En contraste con la solitaria playa, la carretera mantenía un tráfico regular. Sobre el asfalto se observaban circulando tanto vehículos del transporte público como carros y camionetas privadas que se dirigían de un lado a otro de la Costa Chica, cruzaban el puente o regresaban sobre él.
En el restaurante Beto Godoy, uno de los más conocidos de la zona, las cocineras esperaban a la clientela, pues trabajaban sobre una mesa, la blanca masa que estaría dispuesta para las tortillas de mano, las quesadillas de maricos o los sopes con frijoles y queso fresco.
En otro extremo de la cocina, tres mujeres picaban cebolla y jitomate; otras más preparaban la salsa talla y en otro extremo del negocio, un hombre pesaba los pescados frescos que los clientes escogían para su preparación “al gusto”.
En el lugar, los meseros comentaron que ya no necesitan salir a la carretera para llamar a los clientes, como todavía lo hacen otros pequeños restaurantes que apenas comienzan, o que no ofrecen buena sazón.
Al llegar al sitio, se observa los estragos que dejó la tormenta de septiembre, pues los cimientos del local quedaron al descubierto y se deduce que éste era más grande; hay costales rellenos de arena para delimitar el área y evitar que los visitantes sufran algún accidente.
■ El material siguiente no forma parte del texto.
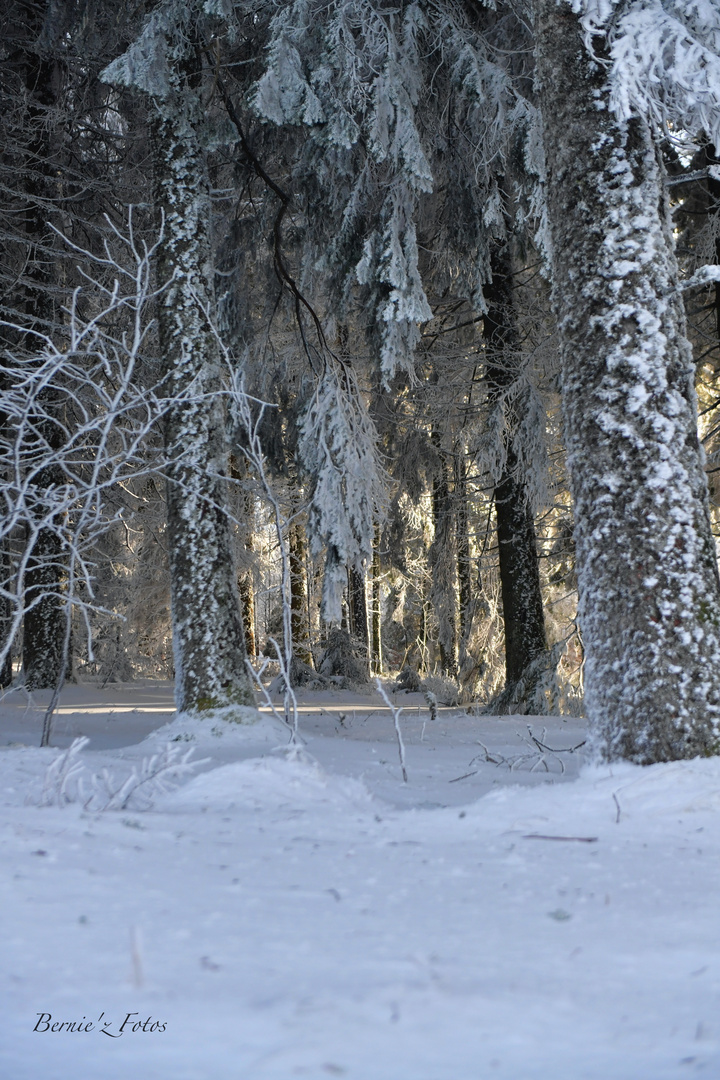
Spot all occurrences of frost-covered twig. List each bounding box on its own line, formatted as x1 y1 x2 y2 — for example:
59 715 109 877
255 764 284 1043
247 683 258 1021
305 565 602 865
375 678 407 784
38 735 90 807
0 208 198 745
38 735 209 811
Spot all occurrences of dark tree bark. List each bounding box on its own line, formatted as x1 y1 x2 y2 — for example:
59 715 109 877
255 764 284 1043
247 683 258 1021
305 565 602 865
454 447 473 646
287 518 313 667
370 526 382 675
484 251 547 688
535 0 720 764
105 12 255 715
12 3 66 690
430 426 458 678
348 566 370 672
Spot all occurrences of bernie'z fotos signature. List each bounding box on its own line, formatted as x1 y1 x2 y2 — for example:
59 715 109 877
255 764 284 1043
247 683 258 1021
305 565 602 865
32 1012 167 1039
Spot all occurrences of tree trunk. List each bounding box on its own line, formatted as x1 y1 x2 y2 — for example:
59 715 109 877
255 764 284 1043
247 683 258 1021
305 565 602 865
484 249 547 688
287 518 313 667
535 0 720 764
430 427 458 678
370 526 382 675
154 19 255 712
18 19 69 690
454 446 473 649
348 566 370 671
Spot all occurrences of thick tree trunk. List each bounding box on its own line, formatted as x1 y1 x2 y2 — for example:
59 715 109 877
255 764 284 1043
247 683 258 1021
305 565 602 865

El paisaje desde ese lugar es inigualable, porque a distancia, se observa cómo rompen las olas del mar y a unos metros de allí, los comensales escuchan el golpeteo del agua de la laguna en los cascos las lanchas y embarcaciones varadas, en espera de que algún cliente las solicite para llevarlos al corazón de la selva tropical, al corazón de los manglares y a escuchar el dulce trino de las aves en un paraíso que sólo se puede disfrutar en Barra Vieja, donde el sol y el mar hacen único al lugar.